A goal could be one item on your to-do list, but it may not push you to go beyond your comfort zone or current performance level. Your goals may not require that you increase your efforts and abilities and grow closer to what you know is your best self.
A challenge does these things. Plus, a challenge inspires you in a way that most goals do not. Think about how we speak about the two…
You “rise” to a challenge. But you “accomplish” a goal.
Challenges are about becoming someone you aspire to be and giving more of yourself in the process. Goals are about getting something done.
Challenges take you on a journey. Goals get you to a destination.
I started thinking about the power of a challenge this past week as I prepared for the Write Nonfiction in November Challenge, a free event I run every year for nonfiction writers.
In the writing world, November is noteworthy for all the writing events held, specifically National Novel Writing Month (NaNoWriMo). Novelists worldwide set a goal of writing 50,000 words—a complete novel—in 30 days. And many meet that goal.
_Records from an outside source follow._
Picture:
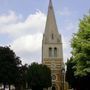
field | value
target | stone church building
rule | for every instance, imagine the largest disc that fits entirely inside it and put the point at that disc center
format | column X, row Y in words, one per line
column 52, row 54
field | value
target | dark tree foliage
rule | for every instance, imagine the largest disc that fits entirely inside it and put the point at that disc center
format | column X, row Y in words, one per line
column 78, row 67
column 39, row 76
column 9, row 66
column 70, row 78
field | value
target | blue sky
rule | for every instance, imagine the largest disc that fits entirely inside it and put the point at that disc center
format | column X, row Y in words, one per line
column 22, row 23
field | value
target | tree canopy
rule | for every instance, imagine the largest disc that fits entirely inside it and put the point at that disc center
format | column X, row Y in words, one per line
column 81, row 47
column 78, row 66
column 9, row 64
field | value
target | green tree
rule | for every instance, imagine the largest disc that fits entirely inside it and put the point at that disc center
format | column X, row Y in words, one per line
column 81, row 47
column 9, row 66
column 78, row 67
column 70, row 78
column 39, row 76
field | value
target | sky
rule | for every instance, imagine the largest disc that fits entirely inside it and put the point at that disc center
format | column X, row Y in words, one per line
column 22, row 24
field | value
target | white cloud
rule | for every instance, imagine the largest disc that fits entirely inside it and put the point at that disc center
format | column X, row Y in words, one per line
column 65, row 12
column 34, row 23
column 26, row 34
column 28, row 43
column 8, row 18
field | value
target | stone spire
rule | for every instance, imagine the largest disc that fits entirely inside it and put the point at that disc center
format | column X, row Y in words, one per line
column 51, row 26
column 51, row 30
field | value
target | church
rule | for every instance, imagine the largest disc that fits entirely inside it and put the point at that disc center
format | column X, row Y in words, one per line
column 52, row 53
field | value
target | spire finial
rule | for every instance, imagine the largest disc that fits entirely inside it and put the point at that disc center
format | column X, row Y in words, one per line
column 50, row 3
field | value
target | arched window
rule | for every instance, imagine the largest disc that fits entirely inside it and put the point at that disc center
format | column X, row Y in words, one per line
column 55, row 52
column 50, row 52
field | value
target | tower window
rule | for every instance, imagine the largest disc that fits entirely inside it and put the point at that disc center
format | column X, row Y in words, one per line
column 50, row 52
column 55, row 52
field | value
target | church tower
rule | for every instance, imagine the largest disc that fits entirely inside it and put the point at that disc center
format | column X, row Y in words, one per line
column 52, row 54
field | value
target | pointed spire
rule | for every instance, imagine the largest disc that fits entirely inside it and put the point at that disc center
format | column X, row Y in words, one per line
column 50, row 4
column 51, row 26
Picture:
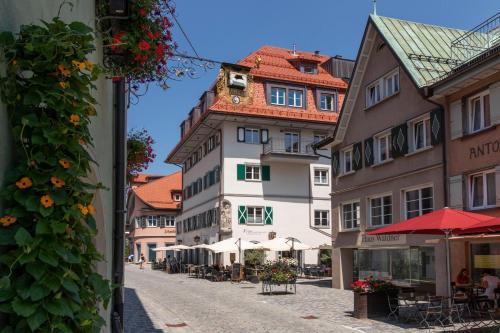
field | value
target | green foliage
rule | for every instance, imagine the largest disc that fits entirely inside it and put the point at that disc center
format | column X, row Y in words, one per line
column 47, row 278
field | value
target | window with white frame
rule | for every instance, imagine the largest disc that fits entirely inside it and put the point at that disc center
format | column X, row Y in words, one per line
column 418, row 201
column 321, row 218
column 327, row 102
column 295, row 98
column 382, row 147
column 384, row 87
column 479, row 113
column 350, row 215
column 482, row 189
column 278, row 96
column 321, row 176
column 152, row 221
column 252, row 135
column 252, row 172
column 380, row 210
column 420, row 133
column 347, row 160
column 254, row 215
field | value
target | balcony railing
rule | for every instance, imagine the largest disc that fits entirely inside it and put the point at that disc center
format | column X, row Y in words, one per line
column 288, row 146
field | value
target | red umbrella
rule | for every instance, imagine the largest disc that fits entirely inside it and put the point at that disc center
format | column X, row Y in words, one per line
column 489, row 226
column 443, row 221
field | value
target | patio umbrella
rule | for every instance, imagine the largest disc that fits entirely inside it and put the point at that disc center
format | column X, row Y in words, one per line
column 284, row 244
column 444, row 221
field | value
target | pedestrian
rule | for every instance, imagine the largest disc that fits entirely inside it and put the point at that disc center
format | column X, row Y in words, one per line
column 141, row 261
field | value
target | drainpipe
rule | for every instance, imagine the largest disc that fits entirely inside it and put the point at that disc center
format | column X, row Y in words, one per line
column 119, row 199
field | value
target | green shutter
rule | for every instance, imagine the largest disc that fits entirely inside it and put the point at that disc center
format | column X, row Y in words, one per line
column 240, row 174
column 266, row 172
column 268, row 215
column 242, row 214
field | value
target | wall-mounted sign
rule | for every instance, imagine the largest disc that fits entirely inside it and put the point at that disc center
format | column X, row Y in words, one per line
column 485, row 148
column 382, row 240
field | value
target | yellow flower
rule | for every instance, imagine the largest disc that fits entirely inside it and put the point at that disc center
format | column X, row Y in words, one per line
column 57, row 182
column 7, row 220
column 84, row 210
column 46, row 201
column 64, row 71
column 74, row 119
column 24, row 183
column 64, row 85
column 65, row 164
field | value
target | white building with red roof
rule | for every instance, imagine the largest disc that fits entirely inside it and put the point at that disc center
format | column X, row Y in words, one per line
column 249, row 170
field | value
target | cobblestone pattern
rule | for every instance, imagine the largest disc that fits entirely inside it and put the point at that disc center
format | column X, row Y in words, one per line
column 154, row 299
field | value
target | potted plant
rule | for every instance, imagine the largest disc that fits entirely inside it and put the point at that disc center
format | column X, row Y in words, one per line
column 370, row 298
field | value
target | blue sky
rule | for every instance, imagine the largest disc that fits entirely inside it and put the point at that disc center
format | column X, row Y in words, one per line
column 229, row 30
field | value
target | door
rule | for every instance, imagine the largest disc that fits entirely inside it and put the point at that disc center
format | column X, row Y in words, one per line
column 292, row 142
column 152, row 254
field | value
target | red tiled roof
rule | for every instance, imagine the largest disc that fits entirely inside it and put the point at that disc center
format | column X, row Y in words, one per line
column 158, row 193
column 275, row 64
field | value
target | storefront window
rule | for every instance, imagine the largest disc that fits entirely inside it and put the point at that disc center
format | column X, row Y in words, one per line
column 402, row 266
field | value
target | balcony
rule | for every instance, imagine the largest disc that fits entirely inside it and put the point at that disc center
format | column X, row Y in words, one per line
column 289, row 149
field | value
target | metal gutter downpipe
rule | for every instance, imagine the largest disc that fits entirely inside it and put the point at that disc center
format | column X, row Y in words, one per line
column 120, row 142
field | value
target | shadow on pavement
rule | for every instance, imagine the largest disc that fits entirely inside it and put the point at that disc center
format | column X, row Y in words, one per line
column 136, row 318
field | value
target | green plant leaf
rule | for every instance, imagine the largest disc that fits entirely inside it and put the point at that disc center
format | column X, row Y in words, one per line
column 23, row 308
column 23, row 237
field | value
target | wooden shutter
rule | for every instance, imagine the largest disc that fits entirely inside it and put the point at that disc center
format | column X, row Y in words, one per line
column 369, row 153
column 335, row 163
column 455, row 192
column 264, row 136
column 240, row 172
column 399, row 135
column 495, row 103
column 268, row 215
column 357, row 156
column 266, row 172
column 242, row 214
column 437, row 126
column 240, row 135
column 456, row 130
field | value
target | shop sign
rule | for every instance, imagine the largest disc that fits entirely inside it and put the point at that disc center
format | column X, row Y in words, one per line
column 382, row 240
column 486, row 148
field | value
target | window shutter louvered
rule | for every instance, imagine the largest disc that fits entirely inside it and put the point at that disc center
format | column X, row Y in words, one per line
column 264, row 136
column 357, row 156
column 266, row 172
column 242, row 214
column 268, row 215
column 369, row 152
column 335, row 163
column 399, row 135
column 241, row 134
column 437, row 129
column 240, row 172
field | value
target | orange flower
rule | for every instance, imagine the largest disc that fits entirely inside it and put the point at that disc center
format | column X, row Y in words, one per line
column 46, row 201
column 24, row 183
column 74, row 119
column 57, row 182
column 64, row 71
column 84, row 210
column 7, row 220
column 65, row 164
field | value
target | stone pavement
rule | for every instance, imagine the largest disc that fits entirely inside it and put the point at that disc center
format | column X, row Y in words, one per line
column 154, row 299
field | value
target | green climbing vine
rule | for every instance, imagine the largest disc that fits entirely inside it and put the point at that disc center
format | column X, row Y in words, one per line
column 48, row 281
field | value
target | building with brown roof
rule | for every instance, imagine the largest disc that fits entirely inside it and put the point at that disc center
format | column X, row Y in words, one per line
column 152, row 211
column 249, row 169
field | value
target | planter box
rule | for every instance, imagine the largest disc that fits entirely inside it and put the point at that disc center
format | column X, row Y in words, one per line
column 370, row 305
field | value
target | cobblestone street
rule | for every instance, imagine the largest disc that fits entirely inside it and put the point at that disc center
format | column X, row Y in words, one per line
column 155, row 300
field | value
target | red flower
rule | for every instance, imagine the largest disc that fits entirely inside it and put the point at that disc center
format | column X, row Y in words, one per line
column 143, row 45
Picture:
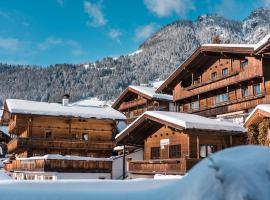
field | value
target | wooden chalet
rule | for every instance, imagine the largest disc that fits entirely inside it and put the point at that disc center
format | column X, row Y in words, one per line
column 222, row 80
column 4, row 135
column 258, row 125
column 41, row 128
column 135, row 100
column 174, row 142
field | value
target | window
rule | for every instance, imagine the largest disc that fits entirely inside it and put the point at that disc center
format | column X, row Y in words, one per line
column 194, row 105
column 256, row 89
column 221, row 98
column 225, row 72
column 155, row 153
column 48, row 134
column 207, row 150
column 175, row 151
column 197, row 81
column 224, row 97
column 85, row 136
column 214, row 76
column 244, row 91
column 244, row 64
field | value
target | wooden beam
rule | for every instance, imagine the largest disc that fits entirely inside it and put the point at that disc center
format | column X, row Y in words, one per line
column 198, row 147
column 124, row 162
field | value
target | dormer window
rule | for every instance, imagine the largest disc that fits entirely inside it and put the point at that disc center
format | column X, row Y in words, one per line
column 244, row 64
column 225, row 72
column 85, row 136
column 214, row 76
column 196, row 81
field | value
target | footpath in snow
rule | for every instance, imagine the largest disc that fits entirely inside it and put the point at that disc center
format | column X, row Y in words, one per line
column 240, row 173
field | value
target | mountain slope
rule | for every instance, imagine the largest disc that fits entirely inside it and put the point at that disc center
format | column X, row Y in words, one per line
column 157, row 57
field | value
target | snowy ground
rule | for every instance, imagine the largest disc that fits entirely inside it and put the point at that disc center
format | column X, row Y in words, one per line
column 241, row 173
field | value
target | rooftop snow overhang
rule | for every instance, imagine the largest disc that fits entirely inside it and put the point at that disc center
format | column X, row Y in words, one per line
column 205, row 54
column 148, row 123
column 133, row 90
column 102, row 113
column 257, row 115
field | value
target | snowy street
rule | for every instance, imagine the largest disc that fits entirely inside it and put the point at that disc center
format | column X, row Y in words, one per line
column 222, row 176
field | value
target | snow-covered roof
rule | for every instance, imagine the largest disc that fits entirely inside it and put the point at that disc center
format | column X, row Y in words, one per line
column 263, row 107
column 255, row 47
column 230, row 45
column 151, row 92
column 189, row 121
column 93, row 101
column 251, row 48
column 262, row 42
column 18, row 106
column 61, row 157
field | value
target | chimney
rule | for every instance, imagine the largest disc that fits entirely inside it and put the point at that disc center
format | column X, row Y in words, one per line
column 65, row 100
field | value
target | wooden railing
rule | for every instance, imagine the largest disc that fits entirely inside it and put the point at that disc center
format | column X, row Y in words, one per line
column 59, row 165
column 11, row 126
column 245, row 75
column 170, row 166
column 22, row 143
column 248, row 102
column 131, row 104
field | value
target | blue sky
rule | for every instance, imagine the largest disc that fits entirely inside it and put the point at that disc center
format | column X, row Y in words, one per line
column 44, row 32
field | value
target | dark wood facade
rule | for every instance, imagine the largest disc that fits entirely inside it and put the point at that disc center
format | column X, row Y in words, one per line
column 40, row 135
column 220, row 80
column 186, row 147
column 132, row 103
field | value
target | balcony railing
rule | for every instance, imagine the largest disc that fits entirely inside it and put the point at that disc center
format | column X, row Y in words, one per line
column 204, row 87
column 42, row 143
column 169, row 166
column 59, row 165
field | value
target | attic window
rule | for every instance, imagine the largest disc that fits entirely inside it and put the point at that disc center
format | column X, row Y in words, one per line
column 214, row 76
column 48, row 134
column 244, row 64
column 85, row 136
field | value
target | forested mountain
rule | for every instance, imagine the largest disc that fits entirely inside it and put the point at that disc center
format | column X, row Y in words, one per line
column 156, row 58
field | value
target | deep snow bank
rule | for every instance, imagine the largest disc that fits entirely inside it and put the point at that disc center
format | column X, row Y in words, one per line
column 241, row 173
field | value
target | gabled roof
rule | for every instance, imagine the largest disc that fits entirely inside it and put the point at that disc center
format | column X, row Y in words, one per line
column 211, row 52
column 17, row 106
column 151, row 121
column 260, row 112
column 147, row 92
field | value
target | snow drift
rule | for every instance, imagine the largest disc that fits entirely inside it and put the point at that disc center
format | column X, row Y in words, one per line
column 241, row 173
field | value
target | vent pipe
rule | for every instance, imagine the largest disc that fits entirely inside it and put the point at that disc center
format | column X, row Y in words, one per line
column 65, row 100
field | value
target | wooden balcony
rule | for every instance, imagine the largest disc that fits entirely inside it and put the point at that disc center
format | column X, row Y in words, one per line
column 47, row 165
column 232, row 79
column 169, row 166
column 232, row 105
column 11, row 126
column 42, row 143
column 132, row 104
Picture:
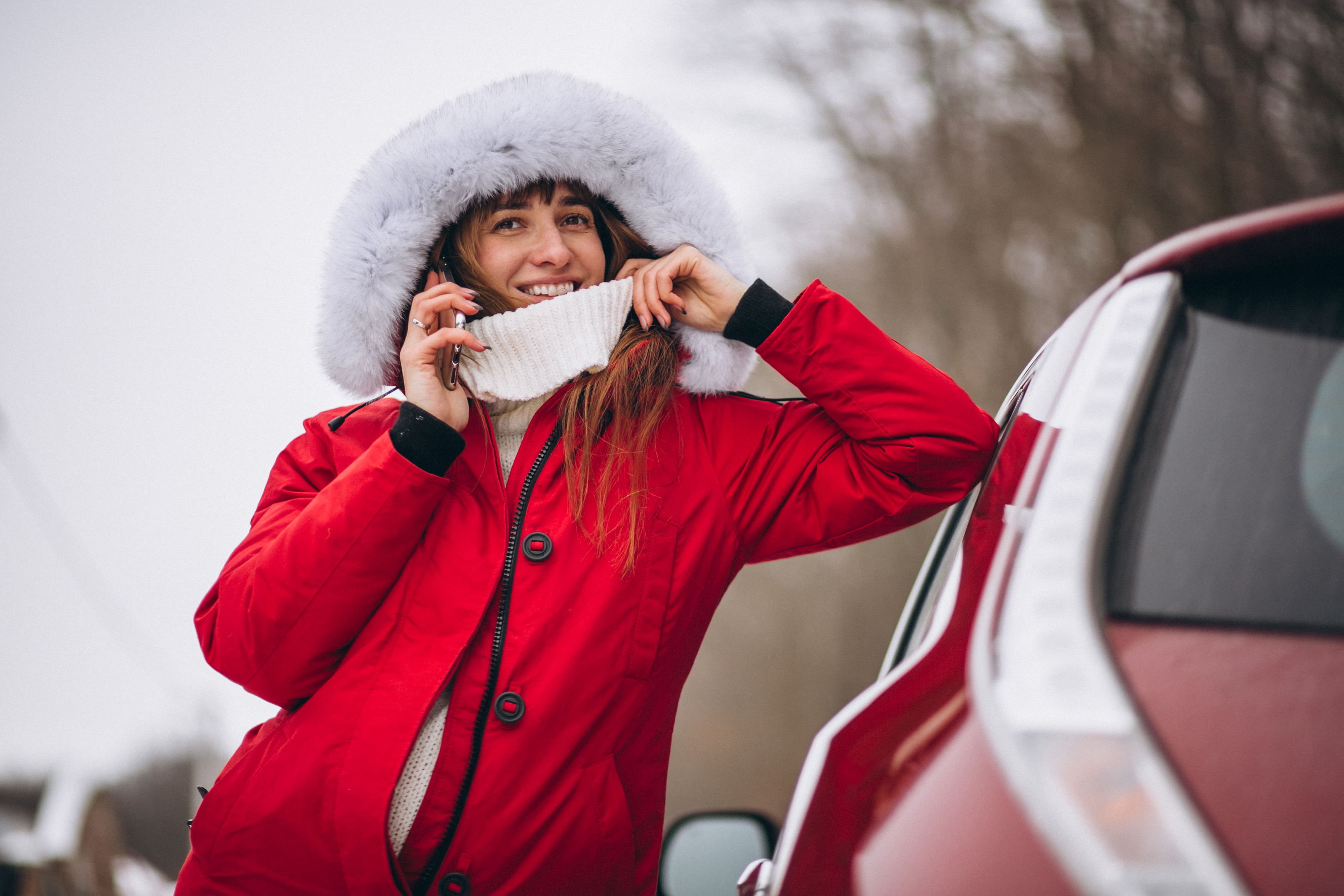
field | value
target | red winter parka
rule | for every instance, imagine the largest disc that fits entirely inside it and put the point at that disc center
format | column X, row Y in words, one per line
column 367, row 583
column 369, row 586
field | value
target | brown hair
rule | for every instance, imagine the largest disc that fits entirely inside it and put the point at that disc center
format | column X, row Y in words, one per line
column 609, row 416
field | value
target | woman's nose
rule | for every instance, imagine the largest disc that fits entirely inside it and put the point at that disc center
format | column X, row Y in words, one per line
column 550, row 249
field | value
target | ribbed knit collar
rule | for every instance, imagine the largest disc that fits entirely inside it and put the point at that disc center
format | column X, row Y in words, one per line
column 540, row 348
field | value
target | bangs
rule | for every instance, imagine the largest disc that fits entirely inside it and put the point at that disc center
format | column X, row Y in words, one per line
column 543, row 190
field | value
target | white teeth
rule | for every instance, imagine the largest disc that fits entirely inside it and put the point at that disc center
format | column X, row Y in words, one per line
column 550, row 289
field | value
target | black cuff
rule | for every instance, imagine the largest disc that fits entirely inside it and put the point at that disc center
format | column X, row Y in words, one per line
column 427, row 441
column 758, row 313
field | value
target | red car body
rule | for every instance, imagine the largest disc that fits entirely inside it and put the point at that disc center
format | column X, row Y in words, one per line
column 1195, row 750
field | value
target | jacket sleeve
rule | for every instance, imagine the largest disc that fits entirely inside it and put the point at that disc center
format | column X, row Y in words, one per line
column 884, row 441
column 324, row 548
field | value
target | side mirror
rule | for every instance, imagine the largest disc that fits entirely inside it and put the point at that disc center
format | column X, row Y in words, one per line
column 705, row 853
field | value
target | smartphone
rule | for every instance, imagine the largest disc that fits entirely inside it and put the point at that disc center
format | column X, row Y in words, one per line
column 459, row 321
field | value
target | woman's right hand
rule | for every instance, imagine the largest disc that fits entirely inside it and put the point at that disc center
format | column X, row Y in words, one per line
column 424, row 351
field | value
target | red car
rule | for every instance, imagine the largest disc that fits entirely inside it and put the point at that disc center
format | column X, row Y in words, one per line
column 1121, row 669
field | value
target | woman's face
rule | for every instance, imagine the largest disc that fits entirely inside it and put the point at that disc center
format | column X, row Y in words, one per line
column 533, row 250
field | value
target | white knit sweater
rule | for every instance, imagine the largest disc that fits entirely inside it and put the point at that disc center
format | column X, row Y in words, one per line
column 534, row 351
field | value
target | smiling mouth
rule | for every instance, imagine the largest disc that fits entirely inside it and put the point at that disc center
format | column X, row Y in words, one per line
column 549, row 289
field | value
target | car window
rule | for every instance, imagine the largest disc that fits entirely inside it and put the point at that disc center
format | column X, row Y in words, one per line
column 1231, row 510
column 940, row 580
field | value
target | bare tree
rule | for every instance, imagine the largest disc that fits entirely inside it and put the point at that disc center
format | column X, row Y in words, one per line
column 1008, row 159
column 1021, row 154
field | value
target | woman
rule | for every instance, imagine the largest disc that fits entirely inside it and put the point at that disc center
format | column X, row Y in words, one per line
column 476, row 608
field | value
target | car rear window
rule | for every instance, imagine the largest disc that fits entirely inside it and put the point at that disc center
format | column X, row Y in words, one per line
column 1231, row 510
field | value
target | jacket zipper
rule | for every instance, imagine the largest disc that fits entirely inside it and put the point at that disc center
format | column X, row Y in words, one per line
column 483, row 712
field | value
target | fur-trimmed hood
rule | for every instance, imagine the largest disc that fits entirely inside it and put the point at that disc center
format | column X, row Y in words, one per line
column 498, row 139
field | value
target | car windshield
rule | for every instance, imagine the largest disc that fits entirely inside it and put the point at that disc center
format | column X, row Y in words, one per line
column 1233, row 505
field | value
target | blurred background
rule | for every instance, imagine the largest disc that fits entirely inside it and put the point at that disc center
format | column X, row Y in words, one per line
column 965, row 171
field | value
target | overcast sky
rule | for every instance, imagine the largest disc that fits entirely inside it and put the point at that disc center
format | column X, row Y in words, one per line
column 167, row 178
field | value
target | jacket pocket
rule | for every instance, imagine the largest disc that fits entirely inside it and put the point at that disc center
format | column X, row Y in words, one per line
column 616, row 835
column 232, row 782
column 652, row 585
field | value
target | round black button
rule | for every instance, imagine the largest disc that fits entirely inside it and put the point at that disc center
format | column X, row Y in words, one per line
column 510, row 707
column 455, row 884
column 537, row 547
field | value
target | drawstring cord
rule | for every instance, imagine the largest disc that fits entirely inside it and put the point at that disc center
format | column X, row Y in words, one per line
column 335, row 424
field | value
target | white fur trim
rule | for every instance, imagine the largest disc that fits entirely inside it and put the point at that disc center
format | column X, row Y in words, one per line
column 538, row 348
column 502, row 137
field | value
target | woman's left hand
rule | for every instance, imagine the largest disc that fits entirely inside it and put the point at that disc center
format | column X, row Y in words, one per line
column 699, row 292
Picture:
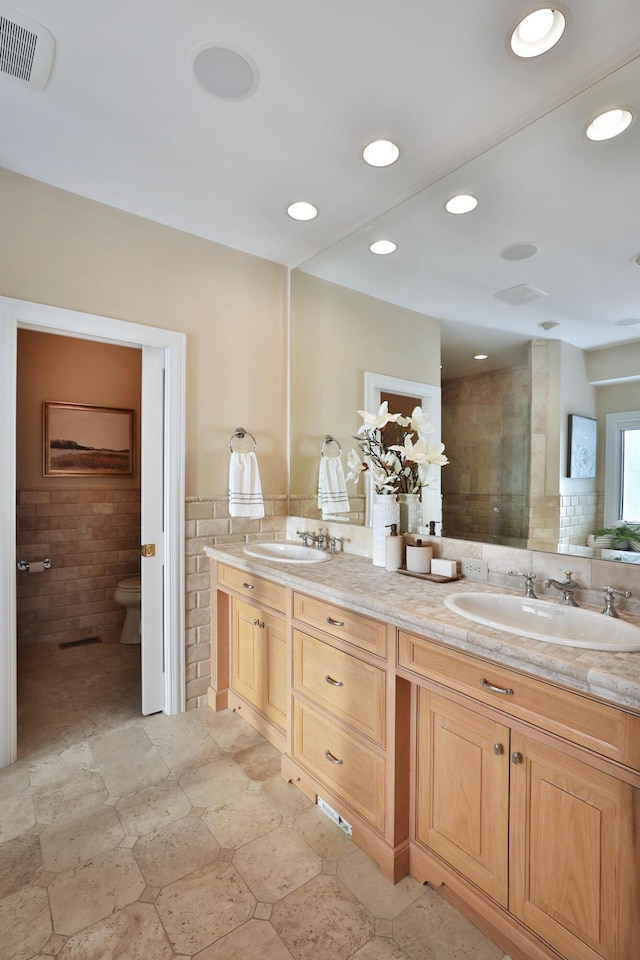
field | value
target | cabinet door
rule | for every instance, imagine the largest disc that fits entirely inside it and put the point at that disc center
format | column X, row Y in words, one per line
column 275, row 646
column 462, row 803
column 573, row 849
column 247, row 672
column 259, row 660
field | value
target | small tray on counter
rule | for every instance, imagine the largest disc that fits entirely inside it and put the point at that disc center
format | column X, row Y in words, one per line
column 434, row 577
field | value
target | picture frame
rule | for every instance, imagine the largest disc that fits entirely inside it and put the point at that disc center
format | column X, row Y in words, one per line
column 81, row 440
column 581, row 459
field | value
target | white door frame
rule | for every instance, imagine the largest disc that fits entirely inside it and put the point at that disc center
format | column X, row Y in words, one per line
column 20, row 313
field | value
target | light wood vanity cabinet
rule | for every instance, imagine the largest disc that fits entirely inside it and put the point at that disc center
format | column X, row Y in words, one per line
column 345, row 725
column 259, row 660
column 251, row 666
column 519, row 797
column 546, row 829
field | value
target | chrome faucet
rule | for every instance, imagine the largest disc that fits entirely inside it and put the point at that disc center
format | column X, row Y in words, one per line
column 333, row 544
column 528, row 585
column 610, row 594
column 568, row 588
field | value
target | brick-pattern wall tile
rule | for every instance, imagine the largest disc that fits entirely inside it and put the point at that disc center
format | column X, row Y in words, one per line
column 92, row 538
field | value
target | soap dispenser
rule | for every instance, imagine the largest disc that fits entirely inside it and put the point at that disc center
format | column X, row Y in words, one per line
column 393, row 545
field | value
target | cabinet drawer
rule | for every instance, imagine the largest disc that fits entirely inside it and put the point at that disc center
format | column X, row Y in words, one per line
column 254, row 588
column 604, row 729
column 363, row 632
column 333, row 755
column 347, row 687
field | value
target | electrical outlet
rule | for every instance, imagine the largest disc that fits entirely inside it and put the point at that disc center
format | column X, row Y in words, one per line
column 475, row 569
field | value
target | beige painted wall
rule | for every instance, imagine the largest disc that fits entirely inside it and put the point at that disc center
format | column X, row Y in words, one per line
column 68, row 370
column 336, row 336
column 63, row 250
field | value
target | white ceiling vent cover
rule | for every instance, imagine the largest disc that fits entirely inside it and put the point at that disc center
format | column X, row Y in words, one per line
column 523, row 293
column 26, row 49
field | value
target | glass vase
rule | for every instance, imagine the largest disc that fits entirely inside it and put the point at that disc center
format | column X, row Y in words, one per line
column 385, row 511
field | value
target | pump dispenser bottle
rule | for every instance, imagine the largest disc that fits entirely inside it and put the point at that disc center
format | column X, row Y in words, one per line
column 393, row 545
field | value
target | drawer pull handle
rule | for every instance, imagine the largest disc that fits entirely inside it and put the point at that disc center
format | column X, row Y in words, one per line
column 332, row 682
column 505, row 691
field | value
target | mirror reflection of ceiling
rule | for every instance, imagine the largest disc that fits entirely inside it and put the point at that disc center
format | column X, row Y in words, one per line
column 574, row 201
column 122, row 119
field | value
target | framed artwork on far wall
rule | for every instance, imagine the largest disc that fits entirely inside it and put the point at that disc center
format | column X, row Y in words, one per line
column 582, row 447
column 87, row 441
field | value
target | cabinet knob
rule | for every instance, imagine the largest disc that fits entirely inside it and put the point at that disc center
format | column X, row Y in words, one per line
column 505, row 691
column 335, row 623
column 332, row 682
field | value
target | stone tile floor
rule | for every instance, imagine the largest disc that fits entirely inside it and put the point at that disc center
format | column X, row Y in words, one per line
column 167, row 838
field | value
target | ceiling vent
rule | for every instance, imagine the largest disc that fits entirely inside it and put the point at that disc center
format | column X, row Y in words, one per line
column 523, row 293
column 26, row 49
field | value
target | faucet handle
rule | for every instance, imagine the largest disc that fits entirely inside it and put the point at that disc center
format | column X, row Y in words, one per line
column 528, row 582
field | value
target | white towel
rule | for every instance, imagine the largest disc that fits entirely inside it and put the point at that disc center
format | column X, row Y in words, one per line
column 332, row 487
column 245, row 489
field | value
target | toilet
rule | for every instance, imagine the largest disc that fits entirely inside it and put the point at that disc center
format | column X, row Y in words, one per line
column 128, row 594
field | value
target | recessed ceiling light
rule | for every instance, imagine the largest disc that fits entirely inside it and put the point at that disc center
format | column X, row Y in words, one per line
column 520, row 251
column 381, row 153
column 224, row 70
column 538, row 32
column 463, row 203
column 382, row 247
column 301, row 210
column 609, row 124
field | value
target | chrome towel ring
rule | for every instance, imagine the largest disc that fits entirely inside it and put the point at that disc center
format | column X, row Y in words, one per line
column 240, row 432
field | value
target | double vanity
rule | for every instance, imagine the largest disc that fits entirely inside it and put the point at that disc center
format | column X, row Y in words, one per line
column 499, row 767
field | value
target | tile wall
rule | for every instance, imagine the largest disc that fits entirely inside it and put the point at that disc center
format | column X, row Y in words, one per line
column 92, row 537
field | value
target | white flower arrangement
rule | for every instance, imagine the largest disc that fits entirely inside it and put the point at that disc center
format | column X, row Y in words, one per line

The Write Nonfiction in November Challenge (aka National Nonfiction Writing Month) is different. It’s not about completing 50,000 words in 30 days—a goal. It’s about challenging yourself to start and finish a work of nonfiction in a month. There are no word counts, just the personal challenge to do something that feels uncomfortable, difficult, and above your current skill level. It’s a challenge to stretch yourself as a writer.
This challenge is not just about reaching the goal of writing 50,000 words in 30 days. It’s about who you are now and who you have become at the end of the month.
Believe in Yourself
Three times in the last few days, I’ve been asked the same question about the Write Nonfiction in November Challenge. “What if I don’t think I can finish my writing project in a month?”
These aspiring authors feel defeated before they begin. They don’t believe they can meet the challenge. In fact, they are setting themselves up for and accepting failure.
They also are arguing for comfortability—to remain in their comfort zone.
That’s not the mindset you need for success of any kind, let alone to meet a challenge. And it’s definitely not a mindset that will help you live into your best self and create your dream life. Nor is it a mindset that will help you live a life without regret.
You have to believe in yourself—even if you aren’t totally sure of your outcome. That’s the exciting part of the journey…you don’t really know the destination. When you complete the challenge, you and your life will be different. You can imagine that…but you won’t get to experience it until you complete the challenge.
The first step of the journey requires commitment. The second step requires belief in yourself.
End 2020 Strong
This year has felt challenging to almost everyone all over the world. Many people, however, feel weakened by all that has happened.
Don’t let that be you. If it is, it’s time to find a way to feel strong. If you already feel strong, ensure that you enter 2021 strong enough to take on anything.
The way to do that is simple: Take on a challenge, and imagine yourself succeeding. Believe in yourself and your ability to rise to a challenge (because you can).
You could challenge yourself to get up at 5 a.m. every morning, drink three liters of water per day, read a book a week, lose 15 pounds, start your blog, build a new online course, start a business, run 10 miles, or write a book in a month. You decide on the challenge.
Just be sure that whatever you take on feels uncomfortable. The only way to get out of your comfort zone is to do something that makes you squirm a bit. A challenge will do that for you every single time.
Rise to the Challenge
Here’s one last bit of advice: Don’t take a challenge given to you by someone else. If someone says, “I challenge you to…” and take on that challenge, you do so to prove something to someone else.
Take a challenge because you feel the internal push to do so—to prove something to yourself. Take it because you want to move out of your comfort zone and grow. Challenge yourself because you want to fulfill your potential and feel more confident and alive.
Where in your life are you the most uncomfortable with staying comfortable? Challenge yourself to change that.